InMind: Evaluating LLMs in Capturing and Applying Individual Human Reasoning Styles
Zizhen Li, Chuanhao Li, Yibin Wang, Qi Chen, Diping Song, Yukang Feng, Jianwen Sun, Jiaxin Ai, Fanrui Zhang, Mingzhu Sun, Kaipeng Zhang
2025-08-25
Summary
This paper investigates how well large language models (LLMs) understand and mimic the different ways people think and reason in social situations, specifically when trying to figure out who's telling the truth and who's lying.
What's the problem?
Current tests of LLMs' social reasoning skills often focus on whether they can *generally* understand intentions or detect lies, but they don't account for the fact that people have unique reasoning styles. Everyone approaches social situations differently, and these differences matter. It's hard to tell if an LLM truly understands social dynamics if it can't adapt to these individual approaches.
What's the solution?
The researchers created a new testing framework called InMind, which uses social deduction games like Avalon as a testing ground. In these games, players have hidden roles and try to figure out who the 'bad guys' are. InMind doesn't just look at whether the LLM guesses correctly, but also *how* it reasons, tracking its strategies throughout the game and asking it to reflect on its thought process from both an outside observer's perspective and as an active player.
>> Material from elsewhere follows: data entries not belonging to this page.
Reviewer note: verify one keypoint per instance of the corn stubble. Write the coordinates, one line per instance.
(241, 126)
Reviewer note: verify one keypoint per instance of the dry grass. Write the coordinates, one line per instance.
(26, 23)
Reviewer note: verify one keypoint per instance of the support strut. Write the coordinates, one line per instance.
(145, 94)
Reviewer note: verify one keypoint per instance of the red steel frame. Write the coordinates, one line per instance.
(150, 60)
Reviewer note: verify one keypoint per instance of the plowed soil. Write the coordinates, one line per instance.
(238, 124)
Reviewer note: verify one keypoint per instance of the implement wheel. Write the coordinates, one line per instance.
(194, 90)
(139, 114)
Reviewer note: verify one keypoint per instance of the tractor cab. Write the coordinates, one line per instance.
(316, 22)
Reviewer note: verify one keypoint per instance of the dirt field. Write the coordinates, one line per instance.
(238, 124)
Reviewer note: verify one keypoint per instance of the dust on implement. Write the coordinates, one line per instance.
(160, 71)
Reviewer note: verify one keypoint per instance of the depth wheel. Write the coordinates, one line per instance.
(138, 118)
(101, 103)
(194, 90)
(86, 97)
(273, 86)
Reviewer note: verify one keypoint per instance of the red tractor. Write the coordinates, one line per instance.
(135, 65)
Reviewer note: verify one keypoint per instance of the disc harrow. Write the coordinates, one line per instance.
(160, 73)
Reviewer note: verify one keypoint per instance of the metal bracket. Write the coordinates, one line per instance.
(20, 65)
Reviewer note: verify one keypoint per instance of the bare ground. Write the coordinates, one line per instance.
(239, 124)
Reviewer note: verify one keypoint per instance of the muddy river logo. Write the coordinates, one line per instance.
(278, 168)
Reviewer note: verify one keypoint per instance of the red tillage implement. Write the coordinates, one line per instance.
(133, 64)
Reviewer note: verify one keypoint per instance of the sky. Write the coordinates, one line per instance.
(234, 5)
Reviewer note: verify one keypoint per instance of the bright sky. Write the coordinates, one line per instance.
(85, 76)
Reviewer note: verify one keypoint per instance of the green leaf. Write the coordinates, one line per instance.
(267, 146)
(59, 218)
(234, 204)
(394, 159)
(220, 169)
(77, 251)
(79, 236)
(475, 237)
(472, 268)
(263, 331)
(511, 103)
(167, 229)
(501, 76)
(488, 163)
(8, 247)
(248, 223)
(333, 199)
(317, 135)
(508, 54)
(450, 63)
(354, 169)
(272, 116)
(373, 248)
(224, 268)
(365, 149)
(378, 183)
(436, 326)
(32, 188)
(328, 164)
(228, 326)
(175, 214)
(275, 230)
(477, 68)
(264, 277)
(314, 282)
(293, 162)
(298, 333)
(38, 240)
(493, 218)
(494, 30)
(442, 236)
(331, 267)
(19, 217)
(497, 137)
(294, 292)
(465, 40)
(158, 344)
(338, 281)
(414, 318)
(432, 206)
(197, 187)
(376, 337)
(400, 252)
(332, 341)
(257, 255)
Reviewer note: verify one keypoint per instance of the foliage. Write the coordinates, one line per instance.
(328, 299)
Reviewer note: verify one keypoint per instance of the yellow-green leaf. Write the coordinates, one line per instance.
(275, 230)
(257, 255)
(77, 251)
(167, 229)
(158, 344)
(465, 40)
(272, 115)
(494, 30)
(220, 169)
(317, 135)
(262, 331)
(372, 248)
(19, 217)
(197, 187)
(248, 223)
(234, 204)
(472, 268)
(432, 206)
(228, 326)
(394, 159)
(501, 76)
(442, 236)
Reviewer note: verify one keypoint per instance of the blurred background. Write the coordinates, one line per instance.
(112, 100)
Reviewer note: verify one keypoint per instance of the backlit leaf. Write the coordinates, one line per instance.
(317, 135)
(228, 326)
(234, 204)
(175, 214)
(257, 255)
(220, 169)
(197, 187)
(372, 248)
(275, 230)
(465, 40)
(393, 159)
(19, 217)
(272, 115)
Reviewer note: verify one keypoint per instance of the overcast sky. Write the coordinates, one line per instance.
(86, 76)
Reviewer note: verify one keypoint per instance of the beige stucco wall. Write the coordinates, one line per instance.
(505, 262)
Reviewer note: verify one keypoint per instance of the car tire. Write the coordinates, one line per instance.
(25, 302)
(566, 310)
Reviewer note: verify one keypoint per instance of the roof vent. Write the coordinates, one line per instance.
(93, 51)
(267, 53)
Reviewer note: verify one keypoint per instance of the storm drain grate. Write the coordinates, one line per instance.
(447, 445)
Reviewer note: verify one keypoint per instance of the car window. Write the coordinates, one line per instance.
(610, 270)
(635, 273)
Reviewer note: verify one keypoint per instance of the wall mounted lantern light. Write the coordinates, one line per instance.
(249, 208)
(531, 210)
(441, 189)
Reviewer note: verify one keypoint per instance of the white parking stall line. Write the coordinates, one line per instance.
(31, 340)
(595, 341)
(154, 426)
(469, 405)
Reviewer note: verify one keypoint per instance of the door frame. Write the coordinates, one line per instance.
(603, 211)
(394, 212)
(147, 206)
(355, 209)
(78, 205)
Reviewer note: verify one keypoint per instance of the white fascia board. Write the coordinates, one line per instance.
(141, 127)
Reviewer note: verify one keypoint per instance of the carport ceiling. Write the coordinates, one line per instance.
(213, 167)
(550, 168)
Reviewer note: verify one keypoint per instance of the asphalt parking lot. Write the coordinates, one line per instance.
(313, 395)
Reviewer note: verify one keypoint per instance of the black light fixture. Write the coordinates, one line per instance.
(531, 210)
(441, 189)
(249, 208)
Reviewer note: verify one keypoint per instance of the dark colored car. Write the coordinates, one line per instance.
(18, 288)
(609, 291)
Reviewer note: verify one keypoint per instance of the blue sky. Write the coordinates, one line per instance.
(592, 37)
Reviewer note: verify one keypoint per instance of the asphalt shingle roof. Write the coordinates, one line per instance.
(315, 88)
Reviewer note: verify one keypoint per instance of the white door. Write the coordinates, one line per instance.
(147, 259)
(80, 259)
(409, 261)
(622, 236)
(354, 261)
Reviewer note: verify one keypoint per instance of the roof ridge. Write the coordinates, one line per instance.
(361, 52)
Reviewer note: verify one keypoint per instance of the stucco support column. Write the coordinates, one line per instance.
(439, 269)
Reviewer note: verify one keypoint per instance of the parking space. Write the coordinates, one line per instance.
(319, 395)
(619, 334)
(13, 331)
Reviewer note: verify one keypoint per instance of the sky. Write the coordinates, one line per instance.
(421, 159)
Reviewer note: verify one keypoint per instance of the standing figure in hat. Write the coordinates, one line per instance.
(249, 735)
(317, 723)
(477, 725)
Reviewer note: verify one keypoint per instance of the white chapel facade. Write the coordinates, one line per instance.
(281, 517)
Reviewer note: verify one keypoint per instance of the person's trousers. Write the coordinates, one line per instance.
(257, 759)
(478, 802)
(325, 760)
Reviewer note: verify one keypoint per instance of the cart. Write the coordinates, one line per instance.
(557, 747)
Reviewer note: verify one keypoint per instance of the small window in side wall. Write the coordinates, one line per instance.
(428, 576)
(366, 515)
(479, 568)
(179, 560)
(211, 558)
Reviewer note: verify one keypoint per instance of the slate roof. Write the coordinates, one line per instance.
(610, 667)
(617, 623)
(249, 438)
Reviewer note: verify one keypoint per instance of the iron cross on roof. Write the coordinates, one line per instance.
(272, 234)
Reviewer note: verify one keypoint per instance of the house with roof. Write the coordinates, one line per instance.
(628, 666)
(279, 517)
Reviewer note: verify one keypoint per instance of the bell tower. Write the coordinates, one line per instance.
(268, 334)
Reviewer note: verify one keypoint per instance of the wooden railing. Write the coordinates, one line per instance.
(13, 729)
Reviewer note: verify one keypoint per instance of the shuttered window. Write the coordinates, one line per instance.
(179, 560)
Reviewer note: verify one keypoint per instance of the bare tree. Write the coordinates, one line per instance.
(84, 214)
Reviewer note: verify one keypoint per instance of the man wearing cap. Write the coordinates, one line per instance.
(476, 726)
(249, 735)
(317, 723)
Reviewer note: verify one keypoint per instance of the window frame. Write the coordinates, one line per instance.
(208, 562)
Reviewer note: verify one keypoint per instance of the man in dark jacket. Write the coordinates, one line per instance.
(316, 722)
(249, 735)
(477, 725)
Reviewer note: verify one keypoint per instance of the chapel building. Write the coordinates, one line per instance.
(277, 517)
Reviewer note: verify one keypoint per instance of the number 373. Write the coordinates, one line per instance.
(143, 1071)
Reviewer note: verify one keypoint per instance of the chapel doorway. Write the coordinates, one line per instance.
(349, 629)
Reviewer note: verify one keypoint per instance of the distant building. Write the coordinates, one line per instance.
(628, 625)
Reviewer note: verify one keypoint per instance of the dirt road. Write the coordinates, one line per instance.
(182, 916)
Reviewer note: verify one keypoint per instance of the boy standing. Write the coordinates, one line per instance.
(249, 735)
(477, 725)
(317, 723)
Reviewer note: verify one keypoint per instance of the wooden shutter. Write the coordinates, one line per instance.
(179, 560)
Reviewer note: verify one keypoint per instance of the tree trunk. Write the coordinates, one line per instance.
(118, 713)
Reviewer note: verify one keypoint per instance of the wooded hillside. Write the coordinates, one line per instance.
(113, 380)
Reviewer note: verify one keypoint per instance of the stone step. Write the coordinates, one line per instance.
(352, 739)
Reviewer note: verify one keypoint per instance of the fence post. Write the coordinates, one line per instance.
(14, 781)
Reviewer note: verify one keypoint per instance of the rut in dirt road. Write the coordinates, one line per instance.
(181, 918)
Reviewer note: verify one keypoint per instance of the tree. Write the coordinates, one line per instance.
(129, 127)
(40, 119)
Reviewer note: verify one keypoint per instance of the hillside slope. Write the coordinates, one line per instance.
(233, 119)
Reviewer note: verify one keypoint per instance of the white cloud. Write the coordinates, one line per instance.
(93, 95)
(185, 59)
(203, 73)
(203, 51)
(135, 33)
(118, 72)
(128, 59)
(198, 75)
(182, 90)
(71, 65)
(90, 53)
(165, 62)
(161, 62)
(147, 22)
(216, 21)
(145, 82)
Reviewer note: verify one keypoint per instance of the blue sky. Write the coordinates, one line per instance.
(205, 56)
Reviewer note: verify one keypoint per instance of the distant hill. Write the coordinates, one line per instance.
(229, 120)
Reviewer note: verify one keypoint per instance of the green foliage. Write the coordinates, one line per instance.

They tested 11 different LLMs with this framework.
Why it matters?
The findings show that most LLMs, even very powerful ones like GPT-4o, tend to rely on simple clues like word choice and struggle to understand the bigger picture of how a game unfolds over time or adjust their reasoning based on what other players are doing. However, some LLMs designed specifically for reasoning showed some ability to adapt their strategies. This research highlights the need for LLMs to become better at understanding and responding to individual differences in reasoning, which is crucial for creating AI that can interact with humans in a more natural and effective way.
Abstract
LLMs have shown strong performance on human-centric reasoning tasks. While previous evaluations have explored whether LLMs can infer intentions or detect deception, they often overlook the individualized reasoning styles that influence how people interpret and act in social contexts. Social deduction games (SDGs) provide a natural testbed for evaluating individualized reasoning styles, where different players may adopt diverse but contextually valid reasoning strategies under identical conditions. To address this, we introduce InMind, a cognitively grounded evaluation framework designed to assess whether LLMs can capture and apply personalized reasoning styles in SDGs. InMind enhances structured gameplay data with round-level strategy traces and post-game reflections, collected under both Observer and Participant modes. It supports four cognitively motivated tasks that jointly evaluate both static alignment and dynamic adaptation. As a case study, we apply InMind to the game Avalon, evaluating 11 state-of-the-art LLMs. General-purpose LLMs, even GPT-4o frequently rely on lexical cues, struggling to anchor reflections in temporal gameplay or adapt to evolving strategies. In contrast, reasoning-enhanced LLMs like DeepSeek-R1 exhibit early signs of style-sensitive reasoning. These findings reveal key limitations in current LLMs' capacity for individualized, adaptive reasoning, and position InMind as a step toward cognitively aligned human-AI interaction.